I'm not entirely sure this is a meaningful question to ask, so feel free to tell me that it's not and that I have to postulate some mechanism by which creation and/or annihilation actually happens. In that case, I would love to be enlightened about how to do this.
Now, various sources (Wikipedia, the Feynman lectures) inform me that $S(K)$ is somehow closely related to the Hilbert space of states of a quantum harmonic oscillator. That is, the creation and annihilation operators one defines in that context are somehow the same as the creation and annihilation operators one can define on $S(K)$, and maybe the Hamiltonians even look the same somehow.
Why is this? What's going on here?
Assume that I know a teensy bit of ordinary quantum mechanics but no quantum field theory.
Best Answer
Reference: Fetter and Walecka, Quantum Theory of Many Particle Systems, Ch. 1
The Hamiltonian for a SHO is:
$$ H = \sum_{i = 0}^{\infty}\hbar \omega ( a_i^{+} a_i + \frac{1}{2} ) $$
where $\{a^+_i, a_i\}$ are the creation and annihilation operators for the $i^\textrm{th}$ eigenstate (momentum mode). The Fock space $\mathbf{F}$ consists of states of the form:
$$ \vert n_{a_0},n_{a_1}, ...,n_{a_N} \rangle $$
which are obtained by repeatedly acting on the vacuum $\vert 0 \rangle $ by the ladder operators:
$$ \Psi = \vert n_{i_0},n_{i_1}, ...,n_{i_N} \rangle = (a_0^+)^{i_0} (a_1^+)^{i_1} \ldots (a_N^+)^{i_N} \vert 0 \rangle $$
The interpretation of $\Psi$ is as the state which contains $i_k$ quanta of the $k^\textrm{th}$ eigenstate created by application of $(a^+_k)^{i_k}$ on the vacuum.
The above state is not normalized until multiplied by factor of the form $\prod_{k=0}^N \frac{1}{\sqrt{k+1}}$. If your excitations are bosonic you are done, because the commutator of the ladder operators $[a^+_i,a_j] = \delta_{ij}$ vanishes for $i\ne j$. However if the statistics of your particles are non-bosonic (fermionic or anyonic) then the order, in which you act on the vacuum with the ladder operators, matters.

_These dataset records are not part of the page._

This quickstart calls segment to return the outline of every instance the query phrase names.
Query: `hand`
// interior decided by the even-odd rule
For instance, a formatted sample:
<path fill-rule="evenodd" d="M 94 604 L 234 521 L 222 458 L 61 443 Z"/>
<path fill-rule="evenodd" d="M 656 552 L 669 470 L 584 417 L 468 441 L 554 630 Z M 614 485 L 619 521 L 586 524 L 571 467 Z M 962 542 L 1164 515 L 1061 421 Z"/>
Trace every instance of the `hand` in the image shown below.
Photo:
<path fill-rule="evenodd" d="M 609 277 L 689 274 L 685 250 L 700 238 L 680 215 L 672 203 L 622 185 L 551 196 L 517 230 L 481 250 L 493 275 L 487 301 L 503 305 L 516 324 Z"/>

Of course, to construct a Fock space $\mathbf{F}$ you do not need to specify a Hamiltonian. Only the ladder operators with their commutation/anti-commutation relations are needed. In usual flat-space problems the ladder operators correspond to our usual fourier modes $ a^+_k \Rightarrow \exp ^{i k x} $. For curved spacetimes this can procedure can be generalized by defining our ladder operators to correspond to suitable positive (negative) frequency solutions of a laplacian on that space. For details, see Wald, QFT in Curved Spacetimes. Now, given any Hamiltonian of the form:
$$ H = \sum_{k=1}^{N} T(x_k) + \frac{1}{2} \sum_{k \ne l = 1}^N V(x_k,x_l) $$
with a kinetic term $T$ for a particle at $x_k$ and a pairwise potential term $V(x_k,x_l)$, one can write down the quantum Hamiltonian in terms of matrix elements of these operators:
$$ H = \sum_{ij} a^+_i \langle i \vert T \vert j \rangle a_i + \frac{1}{2}a^+_i a^+_j \langle ij \vert V \vert kl \rangle a_l a_k $$
where $|i\rangle$ is the state with a single excited quantum corresponding the action of $a^+_i$ on the vacuum. (For details, steps, see Fetter & Walecka, Ch. 1).
I hope this helps resolves some of your doubts. Being as you are from math, there are bound to be semantic differences between my language and yours so if you have any questions at all please don't hesitate to ask.